Subfield Test/Four-Step
Theorem
Let $\struct {F, +, \times}$ be a field whose zero is $0_F$.
Let $K$ be a subset of $F$.
$\struct {K, +, \circ}$ is a subfield of $\struct {F, +, \times}$ if and only if these all hold:
- $(1): \quad K^* \ne \O$
- $(2): \quad \forall x, y \in K: x + \paren {-y} \in K$
- $(3): \quad \forall x, y \in K: x \times y \in K$
- $(4): \quad x \in K^* \implies x^{-1} \in K^*$
where $K^*$ denotes $K \setminus \set {0_F}$.
Proof
Necessary Condition
Let $\struct {K, +, \times}$ be a subfield of $\struct {F, +, \circ}$.
Then the conditions $(1)$ to $(4)$ all hold by virtue of the field axioms.
$\Box$
Sufficient Condition
Suppose the conditions $(1)$ to $(4)$ hold.

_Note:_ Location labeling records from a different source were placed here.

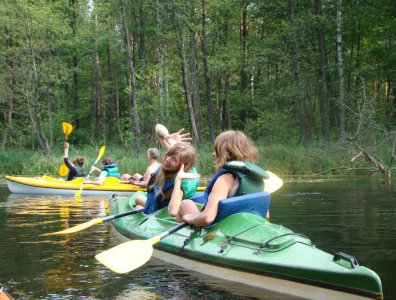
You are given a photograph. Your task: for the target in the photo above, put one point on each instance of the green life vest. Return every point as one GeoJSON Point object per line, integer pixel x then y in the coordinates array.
{"type": "Point", "coordinates": [250, 176]}
{"type": "Point", "coordinates": [80, 172]}
{"type": "Point", "coordinates": [112, 170]}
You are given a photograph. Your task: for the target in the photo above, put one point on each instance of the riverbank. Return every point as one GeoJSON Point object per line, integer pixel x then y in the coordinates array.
{"type": "Point", "coordinates": [291, 162]}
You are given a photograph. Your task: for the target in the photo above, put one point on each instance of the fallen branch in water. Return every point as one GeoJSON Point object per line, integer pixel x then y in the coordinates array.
{"type": "Point", "coordinates": [379, 165]}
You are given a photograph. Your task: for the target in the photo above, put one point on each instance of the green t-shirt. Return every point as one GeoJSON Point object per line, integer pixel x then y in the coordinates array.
{"type": "Point", "coordinates": [189, 186]}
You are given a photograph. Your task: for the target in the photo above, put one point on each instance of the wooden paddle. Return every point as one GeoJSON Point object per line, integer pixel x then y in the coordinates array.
{"type": "Point", "coordinates": [131, 255]}
{"type": "Point", "coordinates": [101, 152]}
{"type": "Point", "coordinates": [63, 170]}
{"type": "Point", "coordinates": [92, 222]}
{"type": "Point", "coordinates": [67, 129]}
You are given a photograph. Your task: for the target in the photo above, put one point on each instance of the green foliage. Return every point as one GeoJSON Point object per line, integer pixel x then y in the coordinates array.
{"type": "Point", "coordinates": [64, 61]}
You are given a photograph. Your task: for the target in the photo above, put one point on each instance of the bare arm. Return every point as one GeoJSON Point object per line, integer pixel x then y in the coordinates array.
{"type": "Point", "coordinates": [168, 140]}
{"type": "Point", "coordinates": [221, 189]}
{"type": "Point", "coordinates": [65, 149]}
{"type": "Point", "coordinates": [177, 194]}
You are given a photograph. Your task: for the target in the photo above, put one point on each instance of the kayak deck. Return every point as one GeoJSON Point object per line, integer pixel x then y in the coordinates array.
{"type": "Point", "coordinates": [55, 186]}
{"type": "Point", "coordinates": [270, 256]}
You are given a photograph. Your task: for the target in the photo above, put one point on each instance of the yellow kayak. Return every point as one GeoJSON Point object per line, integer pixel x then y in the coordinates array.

From the Division Subring Test, it follows that $\struct {K, +, \times}$ is a division ring.
As $\struct {F, +, \times}$ is a field, then $\times$ is commutative on all of $F$.
From Restriction of Commutative Operation is Commutative, $\times$ is commutative also on $K$.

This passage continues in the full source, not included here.